Results and discussion
Estimates of λfrom real structural variants
In order to assess the expected range of values of the λ parameter, we downloaded the BreakDB database , last accessed on January 26th 2014, and built a library with the known sequences of both alleles of 568 structural variants (54 inversions, 161 insertions, and 353 deletions). Then, we simulated the exhaustive sequencing of both alleles with single-end, 100-bp reads. Next, we mapped the sequenced reads first to the library built with the sequences of the reference and the alternative alleles, and afterwards to the whole reference genome (HG18), in order to discard any non-specific read. For this purpose, we used the pipeline BreakSeq , with minor modifications. We removed from BreakSeq a filter that required the reads to map on the breakpoints, in order to be able to use the inserted or deleted sequences as evidence of the presence or the absence of an insertion or a deletion. Finally, we counted how many reads mapped specifically on the reference or on the alternative allele, and estimated λ as the ratio of the two counts.
Analysis of simulated data
We run some simulations to test svgem. In the artificial datasets, genotypes followed Hardy-Weinberg equilibrium, with allele frequencies between 0.01 and 0.99, and the allele counts were sampled with a simulated error rate of 0.005. Coverage was Poisson-distributed, in order to introduce variation in coverage among individuals, although the exact distribution is irrelevant for the calculation of genotype likelihoods. In all, 100 simulations were run with the same parameter values.
Next, we checked svgem performance with different sample sizes from 10 to 1000 and a fixed SV frequency of 0.5, which is the one with higher sampling variance. Figure S1 in Additional file 2 shows that smaller samples, with a mean coverage of 4, also yield unbiased estimates with a precision comparable to the expected under accurate knowledge of genotypes.
It is also important to mention that the frequency of erroneous reference or alternative allele counts, ε r and ε a , need to be either known or co-estimated from the data to get accurate estimates of allele or genotype frequencies.
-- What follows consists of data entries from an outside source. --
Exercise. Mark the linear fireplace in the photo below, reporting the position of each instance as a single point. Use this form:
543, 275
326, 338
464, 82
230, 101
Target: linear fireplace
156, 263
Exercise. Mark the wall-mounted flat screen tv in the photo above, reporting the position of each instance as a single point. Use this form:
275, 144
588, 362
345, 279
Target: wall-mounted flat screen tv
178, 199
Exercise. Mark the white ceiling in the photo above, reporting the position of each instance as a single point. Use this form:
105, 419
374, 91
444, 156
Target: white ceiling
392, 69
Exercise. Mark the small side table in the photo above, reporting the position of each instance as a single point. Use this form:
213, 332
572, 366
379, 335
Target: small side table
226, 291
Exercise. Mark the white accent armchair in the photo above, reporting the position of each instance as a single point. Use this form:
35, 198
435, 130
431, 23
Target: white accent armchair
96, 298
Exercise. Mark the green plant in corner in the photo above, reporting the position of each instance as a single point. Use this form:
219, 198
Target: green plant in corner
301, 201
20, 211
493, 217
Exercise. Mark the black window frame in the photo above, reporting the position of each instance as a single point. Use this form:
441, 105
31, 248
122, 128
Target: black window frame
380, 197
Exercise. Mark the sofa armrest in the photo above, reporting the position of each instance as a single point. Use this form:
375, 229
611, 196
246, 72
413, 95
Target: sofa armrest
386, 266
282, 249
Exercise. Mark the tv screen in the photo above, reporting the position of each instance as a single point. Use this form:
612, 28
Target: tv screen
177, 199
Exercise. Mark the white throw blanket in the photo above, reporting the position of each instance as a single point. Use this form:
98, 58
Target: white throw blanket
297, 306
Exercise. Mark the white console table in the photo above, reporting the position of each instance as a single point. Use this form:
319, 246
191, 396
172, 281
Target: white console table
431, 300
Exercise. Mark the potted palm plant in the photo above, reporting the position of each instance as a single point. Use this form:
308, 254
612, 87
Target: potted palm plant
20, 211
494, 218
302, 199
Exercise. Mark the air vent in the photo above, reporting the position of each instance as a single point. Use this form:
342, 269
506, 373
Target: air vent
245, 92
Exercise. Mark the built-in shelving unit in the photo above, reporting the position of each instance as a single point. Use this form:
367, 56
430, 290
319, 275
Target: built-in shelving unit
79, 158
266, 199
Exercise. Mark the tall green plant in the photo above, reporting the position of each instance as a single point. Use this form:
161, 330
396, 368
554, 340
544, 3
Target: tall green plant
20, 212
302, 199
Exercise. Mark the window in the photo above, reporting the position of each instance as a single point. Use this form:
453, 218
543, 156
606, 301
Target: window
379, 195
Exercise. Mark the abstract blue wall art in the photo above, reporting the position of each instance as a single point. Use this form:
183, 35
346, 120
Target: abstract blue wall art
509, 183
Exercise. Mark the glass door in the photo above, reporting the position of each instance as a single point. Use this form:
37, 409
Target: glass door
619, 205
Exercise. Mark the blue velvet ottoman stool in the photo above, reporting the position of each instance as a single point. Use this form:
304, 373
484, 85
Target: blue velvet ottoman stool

An erroneous count is a false observation of an allele, which should not contribute to the estimate of allele frequency. They are assumed to be less frequent than true counts. In practice, the accurate estimation of both the allele (or genotype) frequency and the frequency of erroneous counts is only feasible if there is enough information in the data. As a rule of thumb, when coverage is below 4, or the number of individuals is below 100, a priori estimates of ε r and ε a are highly recommended. They can be obtained from simulations, or estimated from a subset of individuals with high coverage, or empirically determined in a subset of homozygous individuals.
Analysis of real data
To genotype experimentally the inversion, we used different pairs of primers specific for the reference orientation (A2-B2) or the inverted orientation (A4-C3 and B2-D1; Table S3 in Additional file 3) and carried out duplicate PCRs of each individual, both in simplex and multiplex format. In total, the 270 individuals of the Phase II of the HapMap Project were analyzed, including 90 Yoruba (YRI), 90 from European origin (CEU), 45 Chinese (CHB) and 45 Japanase (JPT), and the PCR results can be accessed in the InvFEST database . Table S4 shows the observed genotypes and the genotype posterior probabilities calculated with svgem for the 122 individuals that were both genotyped by PCR and analysed with BreakSeq and svgem. The alternative allele frequencies determined experimentally or estimated with svgem in this subsample were, respectively, 0.545 (standard error 0.045), and 0.541. The most probable genotype determined by svgem matched the true genotype in 111 (91%) individuals, with only 1 error (out of 86) when the coverage is higher than 2. From the allele counts of homozygous individuals, it can be seen that the opposite allele is never observed, confirming that the rate of erroneous counts is negligible.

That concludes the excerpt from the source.